When Rachel’s mother was five months pregnant, a routine ultrasound showed the presence of a cleft lip and palate. Her gynecologist referred her to Nemours/Alfred I. duPont Hospital for Children for a perinatal (before birth) consultation with the Cleft and Craniofacial Anomalies Program.
Rachel’s parents met with one of our doctors specializing in Genetics, our cleft lip and palate coordinator, and Joseph Napoli, MD, Division Chief of Plastic, Maxillofacial and Craniofacial Surgery.
Our team confirmed the diagnosis, prepared Rachel’s parents for everything they would be dealing with, and explained how we would support and help them along the way. We also went over the options for little Rachel’s treatment and care. When she was born, her parents were prepared and ready to begin treatment, and our team was in contact with them from day one.
Rachel had surgery during infancy to repair her cleft lip and palate with no complications. Today, she’s a happy, healthy and quite charming 9-year-old.

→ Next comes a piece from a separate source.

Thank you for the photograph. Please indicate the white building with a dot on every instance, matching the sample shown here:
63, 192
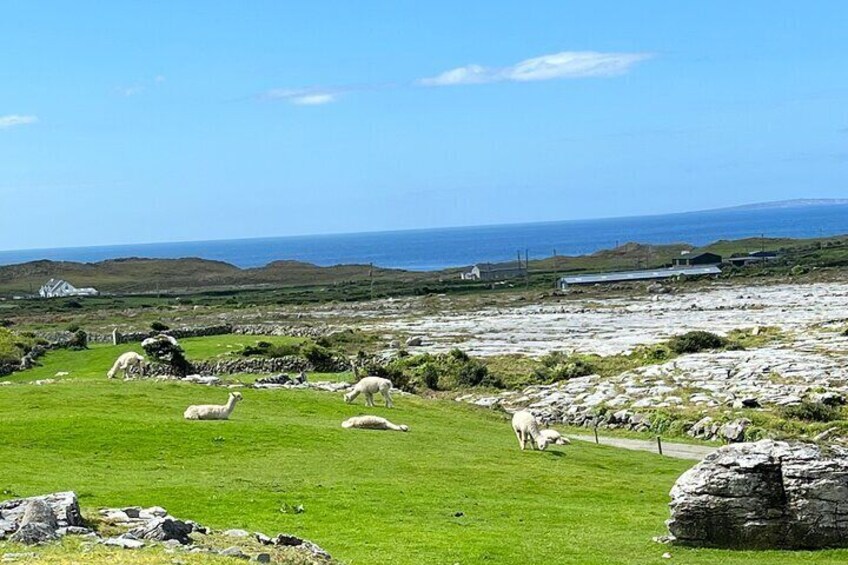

“At Nemours, they’re really good to me,” says Rachel. “They tell me what they’re going to do, they’re gentle and they’re nice. It never hurts and I’m not usually scared. I even go to summer camp there and I’ve gone on hayrides with other kids in the cleft program.”
Rachel’s mother agrees: “They make you feel like family. Here, we feel safe.” She also says that the doctors and other members of the cleft team are humble, helpful and upbeat, and their appointments are never rushed: “They’ve done a great job in helping prepare Rachel to interact with kids and adults around her and made sure that she is confident and happy.”
As she plays on one of the hospital’s playgrounds, Rachel is asked if she’d recommend Nemours. She responds with a bright smile: “Yes, everything is clean and the people are friendly. I’d tell other kids, ‘You’ll like the doctors, nurses and the hospital.' I like the TVs too!”